Second, the local AI coding stack crossed a usability inflection. Gemma 4 26B on Ollama with mlx-lm batching delivers competitive benchmark performance (77% LiveCodeBench, 1718 Codeforces ELO) at zero marginal cost, and the setup is three commands. The constraint is hardware (Apple Silicon with sufficient RAM), not software or cost.

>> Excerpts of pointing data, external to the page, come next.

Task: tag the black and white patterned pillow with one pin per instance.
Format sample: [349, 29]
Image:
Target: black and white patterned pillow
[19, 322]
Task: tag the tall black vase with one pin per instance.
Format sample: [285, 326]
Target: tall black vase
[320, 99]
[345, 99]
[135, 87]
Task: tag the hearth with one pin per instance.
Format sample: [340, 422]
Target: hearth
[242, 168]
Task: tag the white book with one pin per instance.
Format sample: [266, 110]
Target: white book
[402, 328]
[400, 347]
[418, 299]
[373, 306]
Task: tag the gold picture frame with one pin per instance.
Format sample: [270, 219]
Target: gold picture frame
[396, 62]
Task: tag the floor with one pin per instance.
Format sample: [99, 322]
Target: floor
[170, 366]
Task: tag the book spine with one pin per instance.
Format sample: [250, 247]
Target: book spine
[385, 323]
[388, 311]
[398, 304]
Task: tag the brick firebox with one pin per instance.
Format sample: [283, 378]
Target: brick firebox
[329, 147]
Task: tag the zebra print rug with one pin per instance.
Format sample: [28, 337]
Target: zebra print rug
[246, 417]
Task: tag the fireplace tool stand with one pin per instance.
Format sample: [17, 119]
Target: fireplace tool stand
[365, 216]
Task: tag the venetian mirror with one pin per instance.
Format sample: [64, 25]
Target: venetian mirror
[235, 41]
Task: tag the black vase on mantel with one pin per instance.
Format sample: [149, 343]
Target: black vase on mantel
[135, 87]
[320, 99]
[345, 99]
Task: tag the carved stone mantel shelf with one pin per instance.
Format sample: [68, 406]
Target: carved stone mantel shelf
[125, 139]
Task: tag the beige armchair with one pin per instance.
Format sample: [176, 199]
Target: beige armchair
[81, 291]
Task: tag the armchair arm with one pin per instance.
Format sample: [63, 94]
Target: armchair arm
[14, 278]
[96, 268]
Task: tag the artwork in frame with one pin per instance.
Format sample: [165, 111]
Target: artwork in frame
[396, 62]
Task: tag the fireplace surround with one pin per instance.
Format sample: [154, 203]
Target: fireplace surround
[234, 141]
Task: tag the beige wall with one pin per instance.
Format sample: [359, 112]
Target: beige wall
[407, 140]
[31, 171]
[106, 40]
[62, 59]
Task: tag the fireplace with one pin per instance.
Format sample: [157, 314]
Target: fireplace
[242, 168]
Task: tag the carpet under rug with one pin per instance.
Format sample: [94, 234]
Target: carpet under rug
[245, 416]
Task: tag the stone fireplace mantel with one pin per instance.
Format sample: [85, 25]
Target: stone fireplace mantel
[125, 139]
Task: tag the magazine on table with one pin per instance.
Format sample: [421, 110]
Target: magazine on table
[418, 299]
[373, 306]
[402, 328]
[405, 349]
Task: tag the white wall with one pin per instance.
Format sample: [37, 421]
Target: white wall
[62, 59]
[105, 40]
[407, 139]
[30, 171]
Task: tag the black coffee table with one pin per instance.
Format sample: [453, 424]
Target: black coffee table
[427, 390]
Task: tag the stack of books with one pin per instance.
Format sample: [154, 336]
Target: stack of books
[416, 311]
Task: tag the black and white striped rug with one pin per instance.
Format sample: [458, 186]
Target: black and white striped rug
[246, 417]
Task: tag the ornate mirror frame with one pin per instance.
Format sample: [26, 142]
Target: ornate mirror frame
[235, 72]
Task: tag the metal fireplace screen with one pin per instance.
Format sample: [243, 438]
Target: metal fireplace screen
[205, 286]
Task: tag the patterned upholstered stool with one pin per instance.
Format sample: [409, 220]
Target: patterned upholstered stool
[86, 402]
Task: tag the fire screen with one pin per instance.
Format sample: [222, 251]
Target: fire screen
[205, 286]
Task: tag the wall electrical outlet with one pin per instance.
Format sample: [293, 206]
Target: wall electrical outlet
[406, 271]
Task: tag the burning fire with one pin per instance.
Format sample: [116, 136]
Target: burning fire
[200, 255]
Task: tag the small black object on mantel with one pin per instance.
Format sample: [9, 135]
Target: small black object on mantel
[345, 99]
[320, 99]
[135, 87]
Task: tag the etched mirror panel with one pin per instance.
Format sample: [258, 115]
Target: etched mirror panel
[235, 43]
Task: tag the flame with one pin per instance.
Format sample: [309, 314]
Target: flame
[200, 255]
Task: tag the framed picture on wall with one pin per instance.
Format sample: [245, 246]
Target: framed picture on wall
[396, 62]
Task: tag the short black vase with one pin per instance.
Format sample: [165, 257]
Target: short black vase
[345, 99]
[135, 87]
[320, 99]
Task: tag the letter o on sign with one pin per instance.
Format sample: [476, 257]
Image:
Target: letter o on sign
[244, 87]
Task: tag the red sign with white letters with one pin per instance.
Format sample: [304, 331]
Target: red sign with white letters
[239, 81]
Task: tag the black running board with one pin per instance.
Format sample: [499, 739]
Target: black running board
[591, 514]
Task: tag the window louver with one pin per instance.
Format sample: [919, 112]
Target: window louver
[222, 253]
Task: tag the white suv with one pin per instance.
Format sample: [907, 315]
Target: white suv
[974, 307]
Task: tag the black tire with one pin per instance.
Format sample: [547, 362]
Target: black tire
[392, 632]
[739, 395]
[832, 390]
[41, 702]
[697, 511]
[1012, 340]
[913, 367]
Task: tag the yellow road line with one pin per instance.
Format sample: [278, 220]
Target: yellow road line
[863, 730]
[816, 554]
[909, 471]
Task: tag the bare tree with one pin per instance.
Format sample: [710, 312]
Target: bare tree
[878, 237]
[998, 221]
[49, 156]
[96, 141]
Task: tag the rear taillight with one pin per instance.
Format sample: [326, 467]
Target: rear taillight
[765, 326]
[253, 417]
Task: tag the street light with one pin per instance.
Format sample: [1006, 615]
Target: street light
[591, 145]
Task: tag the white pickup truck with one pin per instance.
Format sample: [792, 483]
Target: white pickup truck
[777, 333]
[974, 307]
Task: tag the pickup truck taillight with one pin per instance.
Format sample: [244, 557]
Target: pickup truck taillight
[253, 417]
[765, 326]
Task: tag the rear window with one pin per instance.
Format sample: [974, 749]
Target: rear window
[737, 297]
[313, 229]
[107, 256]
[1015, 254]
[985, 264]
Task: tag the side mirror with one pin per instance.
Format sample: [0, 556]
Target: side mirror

Third, context window management has emerged as the defining skill gap in AI-assisted development. The 18x efficiency difference between naive and optimized context usage is larger than the quality difference between most competing models. Practitioners who master sub-agent delegation, structured prompting, and the CLI-over-API-over-MCP hierarchy are operating in a fundamentally different productivity regime than those who treat their coding agent as a chat window.
The harness fragmentation story continues to develop. The JetBrains ACP Registry, the OpenCode-to-Crush rename, and the question of which harness to run GLM-5.1 on all point to a market that has not yet consolidated. The winner will likely be determined not by features but by which tool best manages the context window — because that is the resource everyone is running out of.